The Chronicles of Narnia: The Voyage of the Dawn Treader

The third big-budget adaptation of a Narnia novel features excellent special effects, and very little else that rises above the mediocre.

Title:

Cast, Crew, and Other Info:

Directed by Michael Apted
Written by Christopher Markus, Stephen McFeely and Michael Patroni, from the novel by C.S. Lewis.

Cast

Georgie Henley as Lucy Pevensie
Skandar Keynes as Edmund Pevensie
Will Poulter as Eustache Scrubb
Ben Barnes as Caspian
Simon Pegg as Reepicheep (voice)
Liam Neeson as Aslan (voice)
Tilda Swinton as White Witch

Full Cast and Crew information is here.

Premise:

The youngest Pevensie children and their loathsome, self-centered cousin, Eustache, find themselves drawn to Narnia where they join Prince Caspian’s quest to locate seven missing lords with seven missing swords that must be placed, for no adequately developed reason, at Aslan’s table.

High Points:

The film boasts spectacular visual effects, strong CGI, and impressive three-dimensional work. The F/X work may not be perfect, but it’s as good as anything out there, and the results suit the source material.
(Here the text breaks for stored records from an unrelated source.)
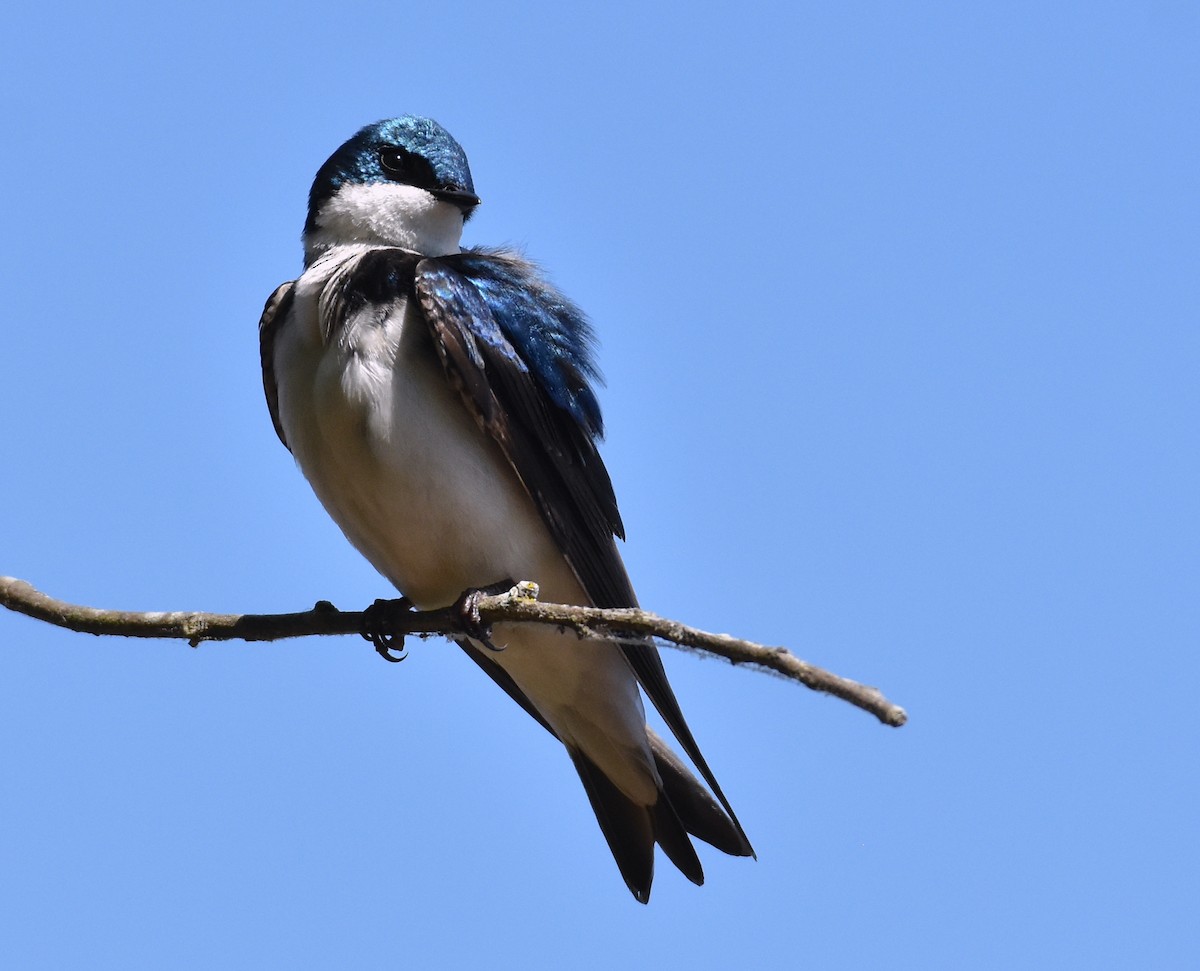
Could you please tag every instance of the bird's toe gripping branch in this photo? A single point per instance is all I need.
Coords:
(379, 628)
(467, 607)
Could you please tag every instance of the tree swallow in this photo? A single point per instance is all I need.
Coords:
(439, 402)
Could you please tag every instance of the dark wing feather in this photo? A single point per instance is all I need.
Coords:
(493, 319)
(276, 310)
(552, 449)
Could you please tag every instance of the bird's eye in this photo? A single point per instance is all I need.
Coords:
(394, 161)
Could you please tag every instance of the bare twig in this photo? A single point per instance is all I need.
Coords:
(517, 606)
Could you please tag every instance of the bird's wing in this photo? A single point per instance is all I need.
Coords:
(520, 354)
(274, 313)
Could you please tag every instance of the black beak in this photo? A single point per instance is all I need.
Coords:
(465, 201)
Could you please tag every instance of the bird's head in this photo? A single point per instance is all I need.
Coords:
(399, 183)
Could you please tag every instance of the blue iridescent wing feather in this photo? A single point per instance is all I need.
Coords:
(521, 354)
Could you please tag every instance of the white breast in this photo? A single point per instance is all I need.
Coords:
(400, 463)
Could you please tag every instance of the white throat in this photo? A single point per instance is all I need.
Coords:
(385, 214)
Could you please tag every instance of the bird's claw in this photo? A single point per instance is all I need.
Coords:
(379, 628)
(467, 607)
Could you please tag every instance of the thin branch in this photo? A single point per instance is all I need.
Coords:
(519, 605)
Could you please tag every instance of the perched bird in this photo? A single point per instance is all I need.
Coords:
(439, 402)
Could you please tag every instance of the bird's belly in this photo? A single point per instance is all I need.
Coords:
(401, 466)
(400, 463)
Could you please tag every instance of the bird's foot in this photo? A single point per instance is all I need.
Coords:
(379, 627)
(467, 607)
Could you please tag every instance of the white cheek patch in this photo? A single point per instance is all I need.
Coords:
(391, 215)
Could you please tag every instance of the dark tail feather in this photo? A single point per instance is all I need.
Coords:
(695, 805)
(684, 807)
(628, 826)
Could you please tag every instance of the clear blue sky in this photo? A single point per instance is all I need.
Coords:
(899, 318)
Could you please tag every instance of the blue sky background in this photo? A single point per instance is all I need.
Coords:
(898, 307)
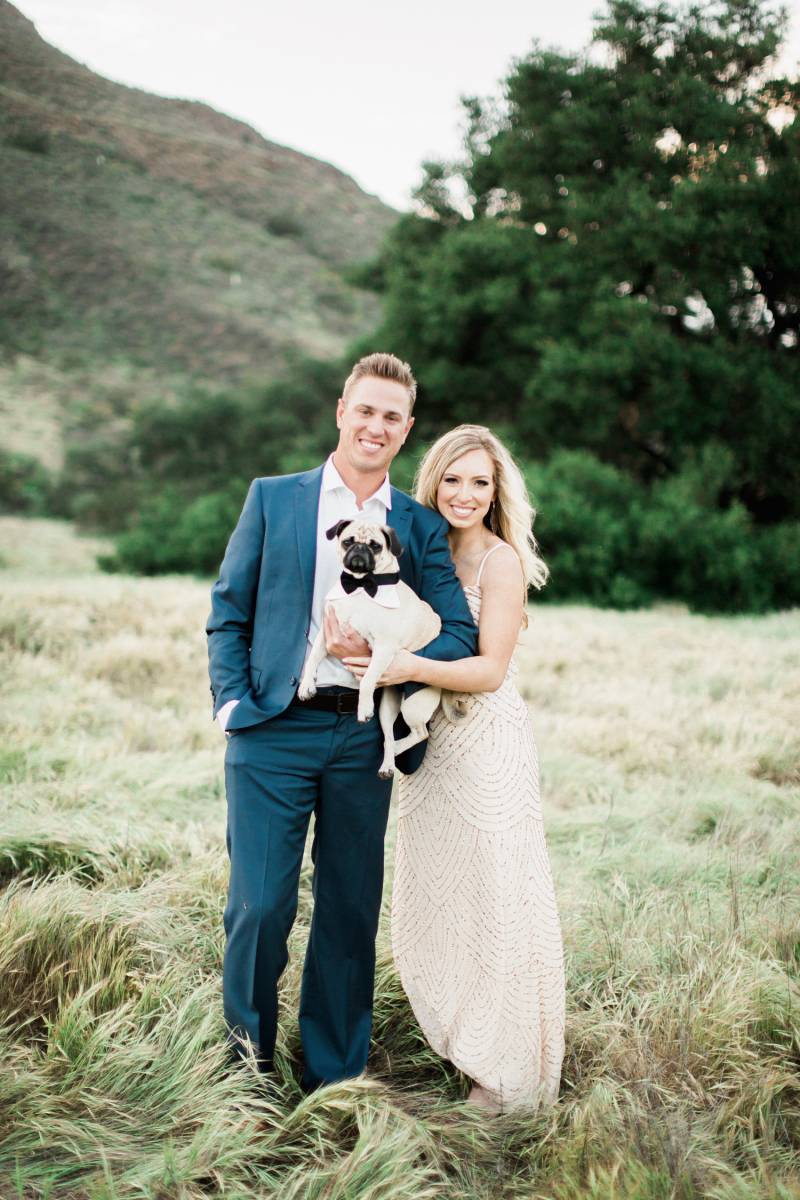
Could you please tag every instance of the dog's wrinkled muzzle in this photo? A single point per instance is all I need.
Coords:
(360, 558)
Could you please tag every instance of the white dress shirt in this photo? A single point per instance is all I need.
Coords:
(336, 503)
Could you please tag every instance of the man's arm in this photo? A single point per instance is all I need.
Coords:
(229, 627)
(440, 587)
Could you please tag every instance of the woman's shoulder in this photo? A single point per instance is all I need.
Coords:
(500, 564)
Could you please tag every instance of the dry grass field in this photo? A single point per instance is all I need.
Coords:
(671, 772)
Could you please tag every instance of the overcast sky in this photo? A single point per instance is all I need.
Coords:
(371, 88)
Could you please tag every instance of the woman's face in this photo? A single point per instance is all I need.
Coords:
(467, 490)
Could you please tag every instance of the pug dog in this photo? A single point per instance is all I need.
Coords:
(374, 601)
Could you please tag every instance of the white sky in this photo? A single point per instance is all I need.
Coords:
(371, 88)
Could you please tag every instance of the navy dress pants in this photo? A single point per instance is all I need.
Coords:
(277, 774)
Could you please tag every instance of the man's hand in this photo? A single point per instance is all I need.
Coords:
(342, 641)
(402, 669)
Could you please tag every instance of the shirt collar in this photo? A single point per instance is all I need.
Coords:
(332, 480)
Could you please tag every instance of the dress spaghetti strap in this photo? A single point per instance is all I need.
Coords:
(489, 551)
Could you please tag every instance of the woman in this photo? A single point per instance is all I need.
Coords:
(475, 927)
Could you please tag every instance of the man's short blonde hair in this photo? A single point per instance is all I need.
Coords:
(383, 366)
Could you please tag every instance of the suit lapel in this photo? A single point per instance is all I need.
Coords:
(400, 519)
(306, 508)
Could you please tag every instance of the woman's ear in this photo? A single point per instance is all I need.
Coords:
(335, 531)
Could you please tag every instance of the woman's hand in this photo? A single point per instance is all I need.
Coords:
(341, 640)
(400, 670)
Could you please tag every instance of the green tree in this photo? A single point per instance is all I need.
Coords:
(614, 264)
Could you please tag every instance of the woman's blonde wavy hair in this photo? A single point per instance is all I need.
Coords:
(512, 515)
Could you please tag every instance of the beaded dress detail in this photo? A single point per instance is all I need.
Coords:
(475, 928)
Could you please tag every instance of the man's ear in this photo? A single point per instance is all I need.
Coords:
(335, 531)
(392, 541)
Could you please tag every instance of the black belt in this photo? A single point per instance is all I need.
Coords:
(344, 701)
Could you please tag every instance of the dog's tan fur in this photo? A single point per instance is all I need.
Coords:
(409, 627)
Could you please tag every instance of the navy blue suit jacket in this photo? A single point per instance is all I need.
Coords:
(260, 605)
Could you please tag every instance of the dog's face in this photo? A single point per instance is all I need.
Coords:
(366, 549)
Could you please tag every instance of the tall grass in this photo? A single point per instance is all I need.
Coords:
(669, 769)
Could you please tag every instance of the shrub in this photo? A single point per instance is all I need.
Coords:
(172, 534)
(25, 485)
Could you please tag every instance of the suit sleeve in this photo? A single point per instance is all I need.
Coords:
(441, 589)
(229, 627)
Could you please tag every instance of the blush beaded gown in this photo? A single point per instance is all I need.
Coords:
(475, 928)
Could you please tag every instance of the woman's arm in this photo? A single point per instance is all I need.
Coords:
(501, 611)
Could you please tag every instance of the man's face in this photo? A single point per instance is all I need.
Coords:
(373, 424)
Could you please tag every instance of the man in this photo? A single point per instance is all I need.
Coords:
(288, 759)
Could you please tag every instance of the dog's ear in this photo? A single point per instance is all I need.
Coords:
(335, 531)
(392, 541)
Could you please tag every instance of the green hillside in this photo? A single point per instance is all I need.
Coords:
(158, 240)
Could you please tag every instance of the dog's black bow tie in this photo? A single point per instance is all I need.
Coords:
(370, 582)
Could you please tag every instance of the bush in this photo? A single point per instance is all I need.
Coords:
(585, 527)
(613, 541)
(25, 486)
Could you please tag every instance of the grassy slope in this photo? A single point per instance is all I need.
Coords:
(671, 783)
(157, 239)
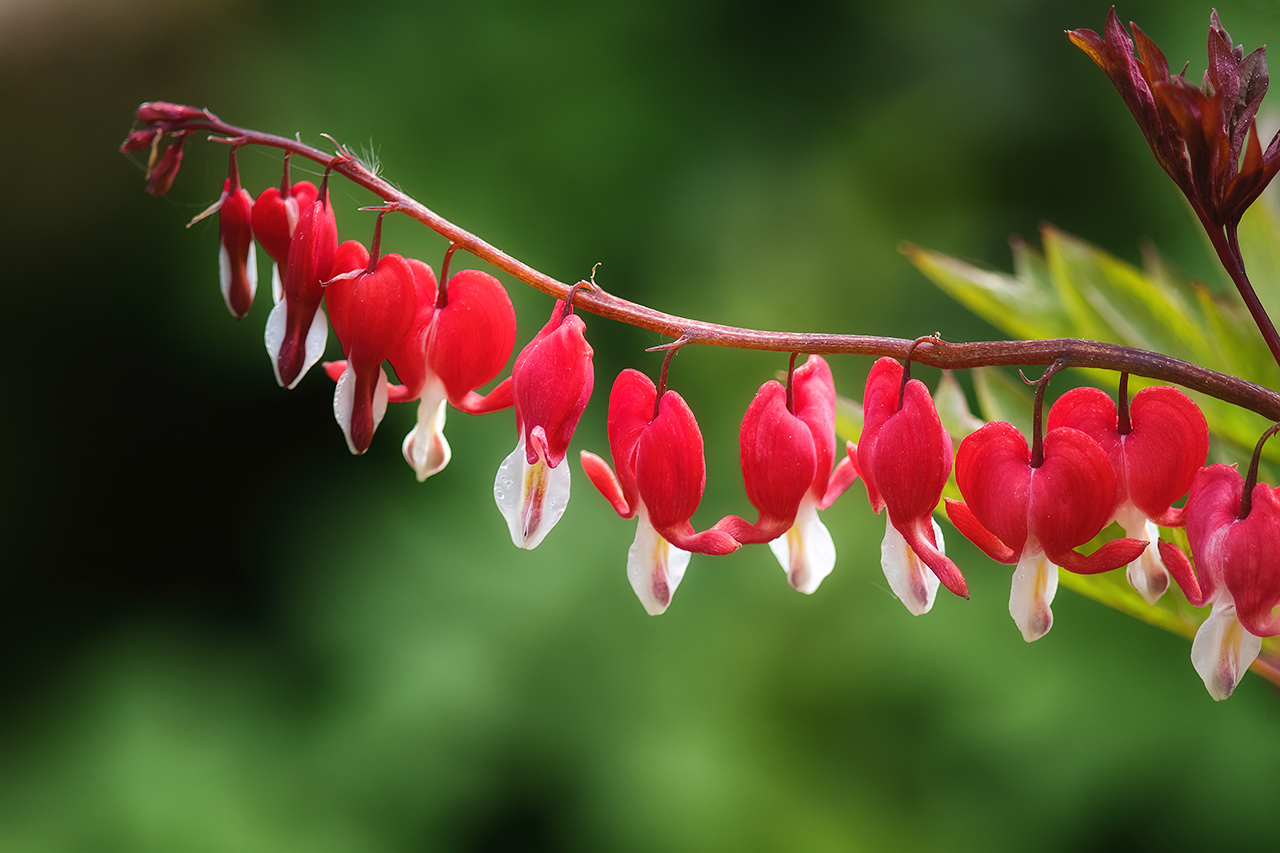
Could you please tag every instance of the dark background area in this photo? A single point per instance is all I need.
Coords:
(220, 632)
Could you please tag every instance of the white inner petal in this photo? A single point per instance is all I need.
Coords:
(531, 497)
(1033, 589)
(1146, 574)
(274, 337)
(344, 402)
(654, 566)
(277, 284)
(224, 274)
(425, 447)
(316, 338)
(807, 551)
(1223, 649)
(912, 580)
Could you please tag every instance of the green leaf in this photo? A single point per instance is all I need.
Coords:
(1024, 306)
(1078, 290)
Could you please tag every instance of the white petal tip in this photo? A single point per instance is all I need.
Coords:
(654, 568)
(807, 551)
(1031, 594)
(530, 497)
(914, 583)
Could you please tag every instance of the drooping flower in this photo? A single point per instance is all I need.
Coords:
(275, 218)
(446, 355)
(787, 447)
(1237, 550)
(467, 341)
(1197, 133)
(371, 304)
(904, 457)
(661, 477)
(1037, 515)
(296, 328)
(1155, 456)
(551, 384)
(237, 261)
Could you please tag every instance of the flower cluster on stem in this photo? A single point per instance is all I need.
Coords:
(1093, 461)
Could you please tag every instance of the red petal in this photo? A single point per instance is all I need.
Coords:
(995, 477)
(1251, 564)
(373, 311)
(972, 529)
(275, 218)
(602, 478)
(1065, 509)
(1180, 568)
(908, 456)
(552, 383)
(670, 470)
(1215, 498)
(1112, 555)
(408, 356)
(631, 405)
(813, 400)
(236, 233)
(472, 336)
(919, 536)
(778, 460)
(1093, 413)
(1165, 448)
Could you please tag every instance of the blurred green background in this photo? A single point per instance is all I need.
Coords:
(220, 632)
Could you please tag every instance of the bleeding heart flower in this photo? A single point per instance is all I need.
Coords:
(371, 302)
(297, 329)
(661, 475)
(275, 218)
(787, 447)
(1155, 455)
(1037, 515)
(904, 457)
(551, 384)
(453, 345)
(1237, 550)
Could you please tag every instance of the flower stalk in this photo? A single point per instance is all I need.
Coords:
(1072, 352)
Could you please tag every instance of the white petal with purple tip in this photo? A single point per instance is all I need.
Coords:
(914, 583)
(531, 497)
(1032, 593)
(1223, 649)
(425, 447)
(344, 398)
(654, 566)
(807, 551)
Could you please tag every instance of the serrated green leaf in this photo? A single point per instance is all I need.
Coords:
(1121, 304)
(1023, 306)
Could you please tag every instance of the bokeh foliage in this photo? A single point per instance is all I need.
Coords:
(219, 632)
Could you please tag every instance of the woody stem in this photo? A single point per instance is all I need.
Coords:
(1072, 352)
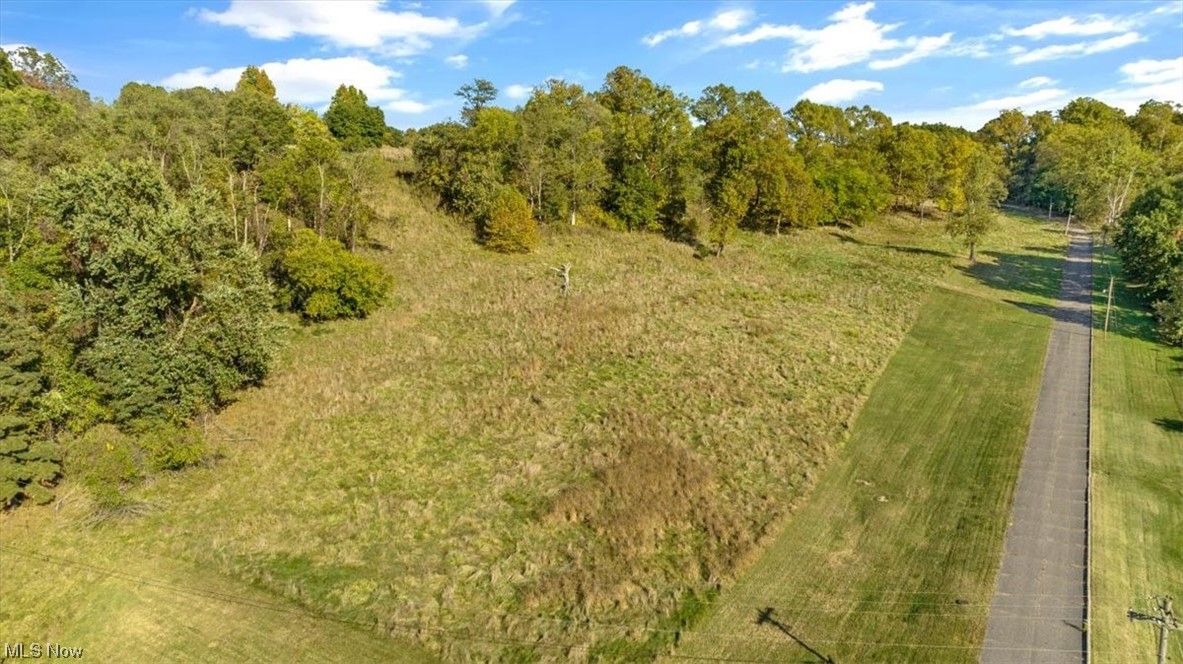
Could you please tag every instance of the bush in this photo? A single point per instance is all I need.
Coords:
(28, 459)
(322, 281)
(1169, 311)
(105, 459)
(595, 216)
(173, 447)
(509, 226)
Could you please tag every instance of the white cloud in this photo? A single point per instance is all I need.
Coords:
(497, 7)
(974, 116)
(723, 21)
(1038, 82)
(1154, 71)
(1092, 26)
(303, 81)
(1146, 79)
(840, 90)
(923, 47)
(408, 107)
(359, 24)
(731, 19)
(517, 91)
(1074, 50)
(762, 32)
(849, 38)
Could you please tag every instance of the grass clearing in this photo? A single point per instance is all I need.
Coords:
(1137, 427)
(489, 469)
(73, 585)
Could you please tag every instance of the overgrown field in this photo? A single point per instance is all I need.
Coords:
(894, 555)
(487, 466)
(1137, 468)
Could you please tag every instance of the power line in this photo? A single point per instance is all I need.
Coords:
(418, 627)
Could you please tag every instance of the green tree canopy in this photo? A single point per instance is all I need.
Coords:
(161, 315)
(983, 189)
(30, 462)
(256, 79)
(476, 95)
(8, 76)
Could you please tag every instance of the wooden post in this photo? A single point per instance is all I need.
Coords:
(1109, 305)
(1165, 621)
(564, 271)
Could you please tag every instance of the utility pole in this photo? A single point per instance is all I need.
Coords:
(1164, 620)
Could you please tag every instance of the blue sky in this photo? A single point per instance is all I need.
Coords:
(956, 62)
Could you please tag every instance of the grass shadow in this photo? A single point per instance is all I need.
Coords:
(1170, 424)
(764, 617)
(1034, 275)
(915, 250)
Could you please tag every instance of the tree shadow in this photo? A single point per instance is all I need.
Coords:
(1035, 275)
(915, 250)
(764, 617)
(1170, 424)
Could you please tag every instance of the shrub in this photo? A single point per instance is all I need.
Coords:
(509, 226)
(1170, 311)
(28, 461)
(595, 216)
(322, 281)
(105, 459)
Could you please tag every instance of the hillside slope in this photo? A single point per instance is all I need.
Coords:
(487, 466)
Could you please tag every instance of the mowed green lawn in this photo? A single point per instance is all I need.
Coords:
(495, 471)
(1137, 477)
(893, 558)
(78, 586)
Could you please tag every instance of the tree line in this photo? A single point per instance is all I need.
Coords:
(148, 246)
(634, 155)
(149, 243)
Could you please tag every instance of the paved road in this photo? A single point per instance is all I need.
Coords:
(1039, 604)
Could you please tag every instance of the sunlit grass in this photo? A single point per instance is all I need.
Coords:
(1137, 424)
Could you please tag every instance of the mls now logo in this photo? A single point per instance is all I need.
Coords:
(38, 650)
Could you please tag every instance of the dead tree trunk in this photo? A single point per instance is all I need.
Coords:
(564, 271)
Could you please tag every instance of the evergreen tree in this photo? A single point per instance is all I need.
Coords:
(30, 462)
(8, 76)
(353, 122)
The sea serpent succeeds at being scary, in a kid-movie sort of way.

Low Points:

I know, and every five-year-old in the audience knows, that Eustache exists so he can develop into a better person. The problem is, he’s barely a human being to begin with. Prior to his transformation, the character more resembles a CGI creation than the film’s many CGI creations, a one-note whiner who exists to cause trouble. Given these characteristics, why do they take him along when the go ashore? Then again, why do they do anything in this film?

I can make some allowances because I’m watching a children’s movie, but we should still see characters with comprehensible motivations. Experienced soldiers and adventurers decide to camp on an island which they believe might be a trap, without posting guards? When they have a ship anchored nearby that can be better-protected? Conflicts, meanwhile, come and go, because the characters behave as the story requires them. None of it seems rooted in anything save fulfilling the demands of the plot.

The Scores:

Originality: 2/6 Of the three films, Dawn Treaders sails furthest from its source material. The resulting episodic mess recalls the videogames that have long since raided the same mythic sources as Lewis.

Effects: 6/6 See “High Points.”

Story: 3/6 The story plods from one arbitrary and artificial crisis to the next, with little storytelling grace. The script forces conflicts and resolutions in a manner that makes this the least enjoyable of the recent Narnia films.

Acting: 5/6 The actors do the best they can with barely-developed characters.

Production: 6/6

Emotional Response: 3/6 Looks pretty; induces sleep.

Overall: 4/6

In total, The Chronicles of Narnia: Voyage of the Dawn Treader receives 29/42.

2 replies on “The Chronicles of Narnia: The Voyage of the Dawn Treader”

    • Perhaps not– though it does maybe a little more with character, and lends some (well, some) subtlety to Reepicheep’s final scene.

      You can also get away with an episodic plot in a book, in a way that you cannot in a film.